Actualité financière

S'adapter à une croissance faible

Depuis 2016, les indices boursiers mondiaux restent globalement dans le rouge. Certes la dynamique a été très contrastée avec une forte correction en début d'année et une reprise depuis la mi-février. Néanmoins, les investisseurs restent inquiets devant les nombreuses incertitudes qui planent sur l'avenir.

La faiblesse des perspectives de croissance domine malgré les incertitudes géopolitiques

L'horizon politique et géopolitique est pavé de craintes de dénouements potentiellement déstabilisants : l'appartenance du Royaume-Uni à l'Union Européenne (Brexit), les nouvelles élections en Espagne, les élections présidentielles aux Etats-Unis sans oublier les tensions persistantes au Moyen Orient. Mais, c'est bien la faiblesse des perspectives de croissance qui domine l'esprit des acteurs de marché. Depuis la reprise économique mondiale suite à la crise financière de 2008-2009, chaque année on ne cesse de revoir à la baisse les perspectives de croissance. Aujourd'hui, en zone euro, on s'est habitué à une croissance plutôt médiocre. Même le dynamisme extraordinaire de la Chine, quand elle exhibait des taux de croissance de 10%, fait partie du passé.
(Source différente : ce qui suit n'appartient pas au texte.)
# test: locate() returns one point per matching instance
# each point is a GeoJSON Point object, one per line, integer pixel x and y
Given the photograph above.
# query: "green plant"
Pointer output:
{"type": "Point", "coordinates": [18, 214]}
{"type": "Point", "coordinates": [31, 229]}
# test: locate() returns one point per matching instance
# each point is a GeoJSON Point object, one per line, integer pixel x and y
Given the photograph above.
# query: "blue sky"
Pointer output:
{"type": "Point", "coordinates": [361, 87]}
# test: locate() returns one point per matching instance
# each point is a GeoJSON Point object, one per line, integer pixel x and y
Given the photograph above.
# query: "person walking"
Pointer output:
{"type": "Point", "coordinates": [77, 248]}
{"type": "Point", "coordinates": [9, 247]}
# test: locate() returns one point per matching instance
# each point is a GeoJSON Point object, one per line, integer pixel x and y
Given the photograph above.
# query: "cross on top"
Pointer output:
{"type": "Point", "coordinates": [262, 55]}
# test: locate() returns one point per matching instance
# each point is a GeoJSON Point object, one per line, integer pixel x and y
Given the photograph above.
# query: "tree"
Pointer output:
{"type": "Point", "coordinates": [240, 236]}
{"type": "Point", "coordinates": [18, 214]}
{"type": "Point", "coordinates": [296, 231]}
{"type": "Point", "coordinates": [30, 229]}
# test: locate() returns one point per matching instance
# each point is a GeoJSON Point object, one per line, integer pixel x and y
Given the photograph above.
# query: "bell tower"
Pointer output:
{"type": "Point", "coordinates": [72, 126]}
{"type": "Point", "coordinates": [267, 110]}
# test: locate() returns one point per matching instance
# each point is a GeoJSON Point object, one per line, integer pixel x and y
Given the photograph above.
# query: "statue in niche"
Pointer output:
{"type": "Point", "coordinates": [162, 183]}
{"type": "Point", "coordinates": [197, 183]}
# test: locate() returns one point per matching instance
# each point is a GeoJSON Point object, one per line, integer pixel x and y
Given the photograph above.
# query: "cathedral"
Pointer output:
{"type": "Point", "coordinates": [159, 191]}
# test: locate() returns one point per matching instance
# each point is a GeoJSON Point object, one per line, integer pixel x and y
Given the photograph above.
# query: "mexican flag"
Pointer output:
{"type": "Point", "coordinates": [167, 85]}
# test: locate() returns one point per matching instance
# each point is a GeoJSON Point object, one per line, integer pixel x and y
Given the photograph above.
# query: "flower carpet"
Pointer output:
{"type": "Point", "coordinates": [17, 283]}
Les risques de récession restent faibles

Nous estimons que la croissance dans le monde devrait rester faible de façon durable. Nous pensons aussi que les risques de plongée en récession imminente notamment aux Etats-Unis, qui proliféraient au début 2016, restent faibles. Cette croissance lente prend sa source dans plusieurs dynamiques. Tout d'abord, nous subissons encore les effets de la crise de 2008-2009. En particulier, nous constatons que le système bancaire européen reste affaiblit et que la distribution de crédit ne progresse que faiblement. D'autre part, nous sommes entrés dans une phase de croissance démographique lente dans des nombreux pays, affectant donc le potentiel d'expansion économique.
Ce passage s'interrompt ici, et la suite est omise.